Customers may not even have to leave their cars to pick up and pay for purchases. Caltex is looking at technology such as number-plate recognition systems used by carpark operators for ticketless payments to offer the ultimate in convenience to busy commuters.
“Five minutes later you’ll be on your way,” Mr Segal said.
Caltex’s vision is encapsulated in a new corporate catchphrase, “freedom of convenience”, introduced to investors and staff after a strategic review last year.
“Convenience is not just in terms of what traditional convenience used to be. In our case it used to be delivering fuel and basic goods and tobacco,” said the Romanian-born former chemical engineer. “The role of convenience in customers’ lives is significantly wider than that.”
Caltex’s network of more than 2000 stores and service stations under the Caltex banner attracts more than 3 million customers a week and generates convenience retail sales of $1.2 billion. Its supply chain systems distribute products as diverse as fuel, motor oils and auto care products to packaged groceries and frozen and chilled foods across Australia.
Caltex plans to leverage these assets by creating a fresh food supply chain, either independently or in conjunction with partners, a digital platform that would allow customers to order goods online from Caltex and potential partners, and a new customer loyalty program.
“I don’t think we’re going to go into the manufacture of ready prepared food – there are quite a few people who are doing that – it’s a matter of identifying potential partners,” said Mr Segal.
He declined to say if Caltex was already in talks with potential partners. “It’s too early in the piece. In two to three months’ time we can talk with more detail,” he said.
Despite recent market speculation that Caltex could cut its ties with its fuel alliance partner Woolworths, Mr Segal suggested that Caltex might strengthen its relationship with the food and liquor retailer, which is significantly expanding its pre-prepared meals range after entering into a long-term partnership last year with Sydney-based food manufacturer Beak & Johnson.
“We have a very strong and long-term business relationship with Woolworths, it’s an important partnership for us, it’s an important partnership for Woolworths [and] I’m interested in evolving this alliance into an even better one as long as it’s beneficial to both parties,” Mr Segal said.
Mr Segal and chief financial officer Simon Hepworth said Caltex had sufficient balance sheet capacity to make sizeable acquisitions and would consider raising new capital to fund a “multibillion-dollar acquisition”.

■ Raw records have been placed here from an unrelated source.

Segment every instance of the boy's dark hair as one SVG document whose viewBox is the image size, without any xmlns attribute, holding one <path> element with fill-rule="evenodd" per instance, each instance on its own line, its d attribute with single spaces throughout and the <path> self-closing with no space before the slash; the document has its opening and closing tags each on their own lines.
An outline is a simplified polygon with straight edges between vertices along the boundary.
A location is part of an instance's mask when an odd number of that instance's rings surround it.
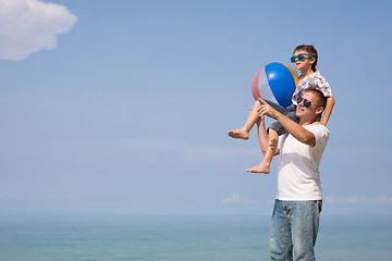
<svg viewBox="0 0 392 261">
<path fill-rule="evenodd" d="M 318 89 L 307 89 L 305 92 L 308 92 L 308 91 L 315 94 L 319 101 L 318 105 L 326 109 L 327 97 L 324 97 L 323 94 L 321 91 L 319 91 Z"/>
<path fill-rule="evenodd" d="M 316 65 L 318 61 L 318 54 L 316 48 L 313 45 L 301 45 L 294 49 L 293 53 L 295 53 L 296 51 L 306 51 L 316 59 L 315 63 L 311 65 L 311 70 L 316 72 Z"/>
</svg>

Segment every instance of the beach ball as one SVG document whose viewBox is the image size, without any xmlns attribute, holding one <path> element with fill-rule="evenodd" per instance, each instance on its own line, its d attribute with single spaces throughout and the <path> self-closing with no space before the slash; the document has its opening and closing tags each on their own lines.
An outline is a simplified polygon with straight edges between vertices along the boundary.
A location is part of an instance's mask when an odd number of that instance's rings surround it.
<svg viewBox="0 0 392 261">
<path fill-rule="evenodd" d="M 255 100 L 262 98 L 289 107 L 298 83 L 298 74 L 284 63 L 273 62 L 261 67 L 252 79 Z"/>
</svg>

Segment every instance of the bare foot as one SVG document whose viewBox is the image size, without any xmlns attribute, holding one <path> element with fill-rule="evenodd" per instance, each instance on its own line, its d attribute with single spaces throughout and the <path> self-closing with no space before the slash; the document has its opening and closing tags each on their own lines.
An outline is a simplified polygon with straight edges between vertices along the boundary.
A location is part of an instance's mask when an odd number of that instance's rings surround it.
<svg viewBox="0 0 392 261">
<path fill-rule="evenodd" d="M 252 169 L 247 169 L 247 172 L 252 172 L 252 173 L 264 173 L 264 174 L 269 174 L 270 173 L 270 167 L 269 165 L 265 164 L 262 161 L 260 164 L 258 164 L 257 166 L 254 166 Z"/>
<path fill-rule="evenodd" d="M 229 130 L 228 135 L 232 138 L 241 138 L 241 139 L 248 139 L 249 132 L 246 132 L 244 128 L 238 128 L 235 130 Z"/>
</svg>

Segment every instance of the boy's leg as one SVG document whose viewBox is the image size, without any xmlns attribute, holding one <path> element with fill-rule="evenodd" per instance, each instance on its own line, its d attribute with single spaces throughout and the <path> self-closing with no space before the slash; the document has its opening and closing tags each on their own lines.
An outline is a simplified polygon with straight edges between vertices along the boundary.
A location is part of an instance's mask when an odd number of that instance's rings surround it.
<svg viewBox="0 0 392 261">
<path fill-rule="evenodd" d="M 278 154 L 278 140 L 279 140 L 279 134 L 273 128 L 269 129 L 269 137 L 268 137 L 268 147 L 265 153 L 265 158 L 262 159 L 261 163 L 257 166 L 254 166 L 252 169 L 246 170 L 247 172 L 253 173 L 264 173 L 269 174 L 270 173 L 270 164 L 272 161 L 272 158 Z"/>
<path fill-rule="evenodd" d="M 246 120 L 245 125 L 242 128 L 229 130 L 228 135 L 232 138 L 248 139 L 250 129 L 260 117 L 257 111 L 257 108 L 259 105 L 260 105 L 259 101 L 256 101 L 253 108 L 250 109 L 249 116 Z"/>
</svg>

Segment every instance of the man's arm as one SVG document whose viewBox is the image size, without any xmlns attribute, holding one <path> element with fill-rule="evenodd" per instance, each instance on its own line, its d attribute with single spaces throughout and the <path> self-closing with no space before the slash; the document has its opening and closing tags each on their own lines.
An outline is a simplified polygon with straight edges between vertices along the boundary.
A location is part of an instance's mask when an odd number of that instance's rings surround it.
<svg viewBox="0 0 392 261">
<path fill-rule="evenodd" d="M 268 147 L 268 134 L 266 132 L 265 119 L 260 116 L 259 121 L 257 122 L 257 135 L 260 144 L 260 148 L 262 154 L 266 153 Z"/>
<path fill-rule="evenodd" d="M 315 135 L 297 124 L 296 122 L 292 121 L 291 119 L 286 117 L 284 114 L 278 112 L 272 107 L 270 107 L 267 102 L 261 100 L 264 102 L 262 105 L 260 105 L 260 116 L 268 115 L 270 117 L 275 119 L 279 121 L 282 126 L 291 134 L 294 138 L 299 140 L 303 144 L 306 144 L 310 147 L 316 146 L 316 137 Z"/>
<path fill-rule="evenodd" d="M 333 97 L 328 97 L 327 98 L 327 104 L 326 104 L 326 110 L 324 110 L 324 113 L 322 115 L 322 119 L 321 119 L 321 124 L 322 125 L 327 125 L 330 116 L 331 116 L 331 113 L 332 113 L 332 109 L 333 109 L 333 105 L 334 105 L 334 102 L 335 100 L 333 99 Z"/>
</svg>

Targets could include BP Australia, the Withers’ family’s 7-Eleven convenience store chain and City Convenience stores.
Mr Segal agreed that an acquisition of BP would “make sense” as it would enable Caltex to expand its core fuel network and supply chain capacity, but he was not aware if it was for sale.
Broker UBS estimated last year that Caltex could consider deals worth up to $3 billion, using to $500 million from its own balance sheet as well as new equity and debt. Caltex shares have risen more than 54 per cent in the last two years – from $22.09 to $34.11 – in anticipation of expansion.
Caltex expects to finish drafting the convenience retail strategy in two to three months then start work on execution plans.
“You’ll start to see different aspects of the new convenience concept over the next 12 to 18 months,” Mr Segal said.